Esses esforços parecem estar a ganhar força. No primeiro semestre, a China recebeu mais de 19 milhões de visitantes estrangeiros, um aumento de 30% em relação ao ano anterior, incluindo um aumento de 54% no número de chegadas sem visto, que atingiu 13,64 milhões. De janeiro a agosto, o número de pessoas que solicitaram reembolso de impostos aumentou 248%, e o valor total das vendas relacionadas a esses reembolsos aumentou 98%, de acordo com Shen.
Incentivos fiscais e apoio financeiro
No que diz respeito à procura interna, Kong assegurou que este ano foram elaboradas mais de 30 diretivas políticas de apoio ao consumo no setor dos serviços, incluindo a expansão das rotas dos comboios turísticos para passageiros idosos, incentivos aos serviços domésticos e apoio ao crédito ao consumo.

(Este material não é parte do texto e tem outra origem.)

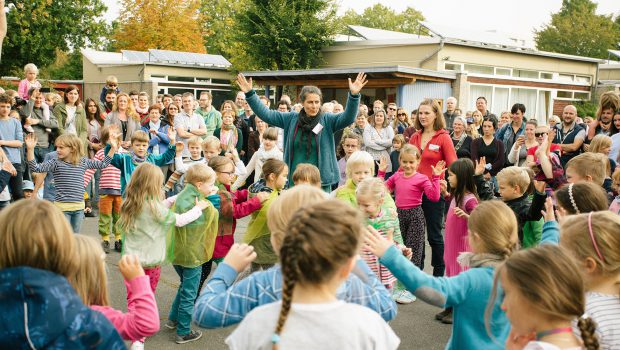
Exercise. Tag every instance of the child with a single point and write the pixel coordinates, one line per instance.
(68, 170)
(233, 205)
(316, 255)
(513, 183)
(370, 193)
(194, 144)
(492, 236)
(593, 240)
(193, 246)
(275, 176)
(30, 82)
(543, 292)
(397, 143)
(109, 197)
(307, 174)
(90, 283)
(40, 309)
(463, 201)
(266, 151)
(127, 162)
(409, 186)
(223, 303)
(350, 143)
(11, 138)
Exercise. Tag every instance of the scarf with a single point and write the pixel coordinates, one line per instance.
(306, 124)
(473, 260)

Nesse sentido, o apoio financeiro concretizou-se em maio deste ano, quando o Banco Popular da China criou uma linha de crédito de 500 mil milhões de yuans (cerca de 70 mil milhões de euros) para apoiar o consumo de serviços e cuidados a idosos. Os fundos oferecidos aos bancos tinham uma taxa de juro de 1,5%. Além disso, de acordo com o banco, até meados do ano, as instituições financeiras já tinham solicitado 60 mil milhões de yuans deste programa.
Outro instrumento, um fundo de 800 mil milhões de yuans, criado em março para estimular a modernização tecnológica, também é utilizado para renovar equipamentos na área dos serviços. No primeiro semestre de 2025, foram apoiados cerca de 100 projetos na área hoteleira e turística, com contratos de crédito no valor de cerca de 11,9 mil milhões de yuans, informou o banco central na quarta-feira.
No entanto, os especialistas consideram que tais medidas são de curto prazo. Um relatório da agência de classificação Fitch afirma que essas medidas estimulam o consumo no curto prazo, mas «consideramos que o grau de sustentabilidade da recuperação do consumo é incerto sem uma melhoria na confiança do consumidor. Prevemos uma desaceleração do consumo no segundo semestre de 2025, como evidenciado pela queda nas vendas a retalho em julho».
No entanto, segundo eles, o crescimento das despesas no primeiro semestre de 2025 acelerou graças ao «plano de renovação» de eletrodomésticos e eletrónica. «É provável que isso, juntamente com estímulos fiscais mais amplos e exportações sustentáveis, permita manter o crescimento do PIB em 2025 em 4,5-5%, o que excede a nossa previsão de 4,2% de junho», afirmaram os especialistas da agência de classificação.
Vários centros de análise afirmam que estes incentivos fiscais no primeiro semestre e o crescimento do PIB são mais do que suficientes para sustentar o crescimento previsto de «cerca de 5%» este ano, pelo que não vêem necessidade de incentivos fiscais adicionais no segundo semestre.